# Day 21 - Planning and Learning with Tabular Methods

## Expected vs. Sample Updates

* We have focused on different kinds of value updates, and, limiting our analysis to the one-step case for now, these vary along three binary dimensions:
    1. State- vs. action-value
    2. Optimal vs. arbitrary policy
    3. Expected vs. sample
* Seven of the $2^3=8$ possible combinations correspond to specific algorithms:
    1. State + Optimal + Expected = Value Iteration
    2. State + Arbitrary + Expected = Policy Evaluation
    3. State + Arbitrary + Sample = TD(0)
    4. Action + Optimal + Expected = Q-Value Iteration
    5. Action + Optimal + Sample = Q-Learning
    6. Action + Arbitrary + Expected = Q-Policy Evaluation
    7. Action + Arbitrary + Sample = Sarsa
* Any of these can be used as update rules for planning
* When comparing sample updates to expected updates, the question remains whether expected updates are actually to be preferred
* While expected updates are exact, not suffering from a sampling error, they are more expensive to compute
* Update computation, in practice, is usually dominated by the number of `S, A` pairs at which $Q$ is to be evaluated
* If there is enough time for computing an expected update, this more exact estimate is usually preferred
* If not, which is usually the case in practice, a sample update is better insofar as it is an actual update, where the expected update would not even get to finish
* For large branching factors $b$ (number of possible states reachable from $S$), the error reduction from sampling updates is vastly more compute-efficient, as most of the error reduction comes from the first few samples
* An expected update would run $b$ computations per update, which is highly excessive if $b=10,000$, for example
* In this case, even $100$ sample updates usually reduce the error significantly
* The analysis, from Sutton & Barto, is likely even underestimating the advantage of sample updates, as it does not take into account the fact that the value function becomes more accurate over the course of the updates, which is not the case with expected updates

### $Exercise\ \mathcal{8.6}$

#### Exercise 8.6 The analysis above assumed that all of the $b$ possible next states were equally likely to occur. Suppose instead that the distribution was highly skewed, that some of the $b$ states were much more likely to occur than most. Would this strengthen or weaken the case for sample updates over expected updates? Support your answer.

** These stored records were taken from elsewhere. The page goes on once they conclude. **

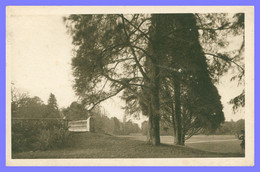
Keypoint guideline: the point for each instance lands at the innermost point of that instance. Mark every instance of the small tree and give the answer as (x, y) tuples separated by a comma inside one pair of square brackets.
[(52, 107)]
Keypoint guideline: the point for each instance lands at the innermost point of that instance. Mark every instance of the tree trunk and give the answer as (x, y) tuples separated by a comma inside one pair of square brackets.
[(178, 140), (154, 106)]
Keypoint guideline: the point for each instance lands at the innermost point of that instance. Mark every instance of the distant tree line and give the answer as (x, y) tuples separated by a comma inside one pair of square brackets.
[(102, 123), (165, 65), (226, 128), (39, 126)]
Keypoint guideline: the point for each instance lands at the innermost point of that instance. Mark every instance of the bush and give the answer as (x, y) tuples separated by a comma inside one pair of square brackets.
[(39, 134)]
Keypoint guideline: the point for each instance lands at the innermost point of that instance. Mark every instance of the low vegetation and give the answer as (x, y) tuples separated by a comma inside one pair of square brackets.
[(93, 145)]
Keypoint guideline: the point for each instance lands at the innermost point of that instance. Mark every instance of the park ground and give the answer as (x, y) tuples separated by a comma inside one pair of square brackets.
[(94, 145)]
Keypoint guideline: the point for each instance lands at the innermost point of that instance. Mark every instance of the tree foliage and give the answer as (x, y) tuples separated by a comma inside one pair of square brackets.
[(166, 65)]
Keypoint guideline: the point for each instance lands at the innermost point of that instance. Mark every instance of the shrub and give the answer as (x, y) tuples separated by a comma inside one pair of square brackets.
[(39, 134)]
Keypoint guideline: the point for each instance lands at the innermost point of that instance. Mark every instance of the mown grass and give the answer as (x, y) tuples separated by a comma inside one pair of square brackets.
[(93, 145)]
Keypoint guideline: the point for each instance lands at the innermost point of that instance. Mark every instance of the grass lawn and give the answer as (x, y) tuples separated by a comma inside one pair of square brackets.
[(93, 145)]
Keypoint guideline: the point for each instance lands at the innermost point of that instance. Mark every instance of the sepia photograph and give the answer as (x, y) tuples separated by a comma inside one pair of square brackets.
[(136, 86)]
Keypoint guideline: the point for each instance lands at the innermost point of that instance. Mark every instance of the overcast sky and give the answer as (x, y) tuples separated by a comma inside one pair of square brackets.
[(41, 53)]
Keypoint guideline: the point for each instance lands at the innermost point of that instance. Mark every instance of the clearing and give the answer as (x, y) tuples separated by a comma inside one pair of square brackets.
[(94, 145)]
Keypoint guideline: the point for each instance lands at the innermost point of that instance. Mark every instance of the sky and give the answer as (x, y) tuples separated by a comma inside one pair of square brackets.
[(40, 56)]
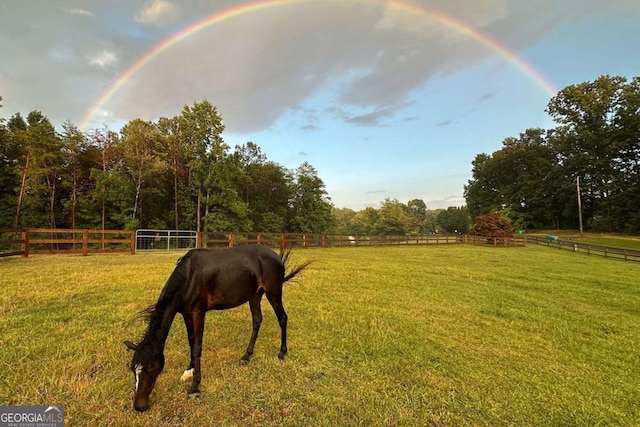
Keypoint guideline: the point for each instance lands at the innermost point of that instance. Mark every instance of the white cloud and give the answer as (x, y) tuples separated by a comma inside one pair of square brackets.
[(103, 59), (81, 12), (157, 12)]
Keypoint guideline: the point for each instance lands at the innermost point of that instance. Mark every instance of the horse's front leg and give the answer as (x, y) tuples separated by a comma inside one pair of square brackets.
[(188, 373), (197, 320)]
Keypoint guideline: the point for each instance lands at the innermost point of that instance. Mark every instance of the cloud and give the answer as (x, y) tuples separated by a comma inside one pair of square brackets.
[(157, 12), (103, 59), (80, 12)]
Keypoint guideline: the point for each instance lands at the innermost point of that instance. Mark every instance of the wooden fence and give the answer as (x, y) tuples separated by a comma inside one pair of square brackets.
[(38, 240), (44, 240), (309, 240), (589, 249)]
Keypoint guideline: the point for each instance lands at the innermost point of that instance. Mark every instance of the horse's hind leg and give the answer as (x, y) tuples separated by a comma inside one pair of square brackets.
[(276, 302), (256, 316), (188, 373)]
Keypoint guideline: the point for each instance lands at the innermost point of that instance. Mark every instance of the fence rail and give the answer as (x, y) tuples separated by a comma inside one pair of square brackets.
[(59, 240), (41, 240), (589, 249)]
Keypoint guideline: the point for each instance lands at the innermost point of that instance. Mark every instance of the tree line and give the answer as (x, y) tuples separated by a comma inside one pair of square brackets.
[(176, 172), (534, 177)]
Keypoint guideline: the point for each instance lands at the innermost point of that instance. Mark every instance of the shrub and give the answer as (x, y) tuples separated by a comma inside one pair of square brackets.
[(494, 224)]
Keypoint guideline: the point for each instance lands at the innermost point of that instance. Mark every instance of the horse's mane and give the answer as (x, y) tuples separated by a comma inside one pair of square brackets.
[(159, 316)]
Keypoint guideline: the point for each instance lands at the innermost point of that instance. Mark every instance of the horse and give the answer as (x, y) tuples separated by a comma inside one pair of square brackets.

If the transition probabilities are highly skewed, the value of a state will be skewed towards the values of the most likely transitions. Unless the rare transitions have such an extreme difference in value, that they compensate for this effect, sample updates will be even more efficient, as they focus copmutation on the most probably successor states. Expected updates spend equal amounts of computation on both likely and highly unlikely transitions, wasting a lot of resources.